Train engineers are responsible for operating a variety of locomotive engines: They may drive supplied electric, steam, diesel-electric, magnetic levitation, battery powered, or gas-turbine-powered locomotives. These locomotives might transport anything from passengers to freight.
Safety is an important part of the train engineer' job. Trains generally need to be inspected before each trip to ensure that they are in good condition. The train and the condition of the track will also be monitored during a trip. Any problems on the track are usually communicated to rail dispatchers and rail inspectors.

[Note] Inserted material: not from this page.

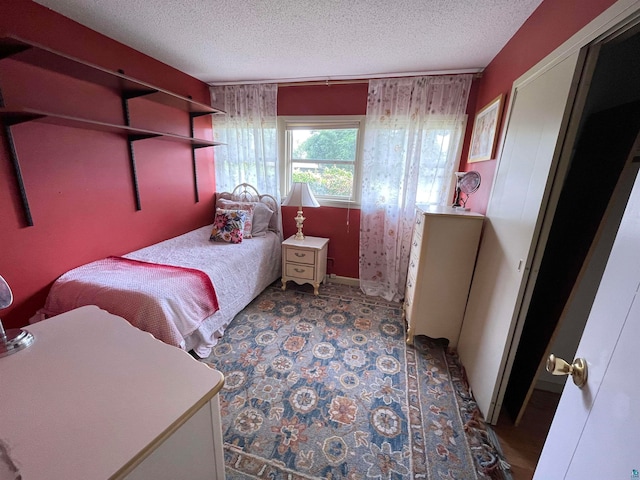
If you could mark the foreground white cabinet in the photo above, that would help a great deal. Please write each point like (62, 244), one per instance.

Train engineers are also responsible for keeping a trip on schedule. They operate the controls while the train is in transit. Train engineers operate the throttle at the appropriate speed for their location and track conditions. They also operate the air brakes and must be familiar with weight to speed ratios to be able stop a train on time.
Train engineers work in a variety of locations. Some engineers go on cross-country or regional trips while other engineers work in rail yards. They position locomotives, transfer rail cars to different tracks, and add and remove cars from other trains. Other engineers do a similar job at manufacturing facilities: These engineers move rail cars that contain the raw materials for production, and cars that contain the finished product. Other engineers operate special engines that grade gravel and repair track. Train engineers might also drive a special engine called a tug that removes broken down engines from the track.
A train engineer needs to be prepared to work in all types of weather conditions. The train and the track will have to be inspected no matter what the conditions are.
Train engineers receive a lot of their training from the company or agency they work for. Most employers prefer to hire engineers with a degree in mechanical or civil engineering.